Royal Ontario Museum

Where the art is
No one can turn a second-rate city into a cultural sensation quite like a starchitect — and Toronto has had more than its fair share chipping in. In 2007, Daniel Libeskind made his mark on the Royal Ontario Museum, adding a new wing fronted by a sculptural mass of jagged glass to the century-old institution. The following year, native son Frank Gehry unveiled his transformation of the Art Gallery of Ontario, encasing the historic structure in a billowing glass facade. And in 2014, the Japanese Pritzker-winning architect Fumihiko Maki completed his strikingly angular white granite Aga Khan Museum. Next up is this fall’s Museum of Contemporary Art, which, overseen by the local firm E.R.A. Architects, is turning a long-abandoned corner of the city into the next major arts hub.

Grant van Gameren

Where to drink
The cocktail craze is approaching pandemonium in Toronto, and at its forefront is Grant van Gameren, the young chef and restaurateur behind some of the city’s most happening spots for a sip. “[Torontonians] have become more adventurous in what they drink,” he says. “Old spirits are gaining new interest, and mixologists are becoming just as famous as chefs. It’s an exciting time.” Here, van Gameron shares his short list — including a couple of his own joints — for the perfect T-dot tipple.

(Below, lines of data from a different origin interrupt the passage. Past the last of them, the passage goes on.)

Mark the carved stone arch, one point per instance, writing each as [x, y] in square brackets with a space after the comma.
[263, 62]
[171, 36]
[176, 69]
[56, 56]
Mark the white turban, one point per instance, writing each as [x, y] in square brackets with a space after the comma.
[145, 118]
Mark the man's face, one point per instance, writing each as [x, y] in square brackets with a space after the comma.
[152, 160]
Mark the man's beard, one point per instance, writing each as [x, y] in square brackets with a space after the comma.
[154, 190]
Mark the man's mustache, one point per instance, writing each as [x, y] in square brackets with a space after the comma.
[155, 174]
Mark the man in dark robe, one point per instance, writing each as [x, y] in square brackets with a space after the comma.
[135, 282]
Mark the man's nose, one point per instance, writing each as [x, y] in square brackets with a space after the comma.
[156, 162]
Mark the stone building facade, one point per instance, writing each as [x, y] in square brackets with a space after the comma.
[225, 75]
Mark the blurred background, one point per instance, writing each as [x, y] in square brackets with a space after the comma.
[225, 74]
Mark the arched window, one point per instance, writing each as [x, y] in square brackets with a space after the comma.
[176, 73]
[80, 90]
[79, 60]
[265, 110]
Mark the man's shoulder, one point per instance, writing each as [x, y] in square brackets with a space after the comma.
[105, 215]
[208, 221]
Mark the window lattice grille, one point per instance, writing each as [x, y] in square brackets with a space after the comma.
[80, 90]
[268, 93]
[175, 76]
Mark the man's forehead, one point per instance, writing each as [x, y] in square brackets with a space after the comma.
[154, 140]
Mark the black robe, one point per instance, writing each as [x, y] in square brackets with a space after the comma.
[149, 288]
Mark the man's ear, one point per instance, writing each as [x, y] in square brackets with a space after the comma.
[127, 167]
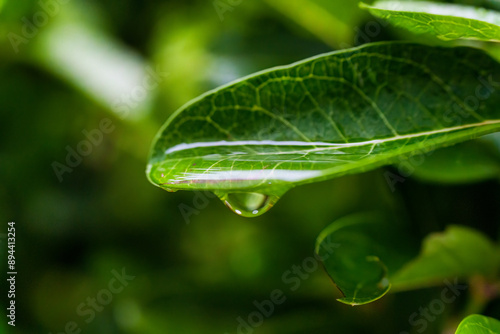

Bar Raval: “My first pintxo-bar experience gave me a feeling I will never forget,” says Van Gameron, whose interpretation of the northern Spanish–style bars is as authentic as it is intimate, offering craft cocktails, Spanish wine, and small bites like jamón ibérico and tortilla española.
Alo: According to van Gameron, Toronto’s hottest new restaurant is also a great place for a drink. “The cocktails here are delicious, and the team are some of the most hospitable characters you can come across.”
Pretty Ugly: Van Gameron’s Queen Street West outpost is “rebellious and unpredictable,” combining a small mezcal bar in the front with a moody speakeasy in the back. Order the Crystal Lake, made with La Guita Manzanilla sherry, foraged herbs, and egg white.
Civil Liberties: This hideaway on Bloor Street is “a bartender’s bar. There’s no menu; just tell them what you like.” Homemade ingredients like dried eucalyptus and snap-pea flowers promise many a memorable concoction.
Cold Tea: Marked only by a glowing red light over the door, this Kensington Market pub is eclectic yet unassuming. “I love a good cocktail bar where I feel equally comfortable ordering a beer.” In addition to microbrews and made-from-scratch cocktails, Cold Tea serves dim sum — but no cold tea.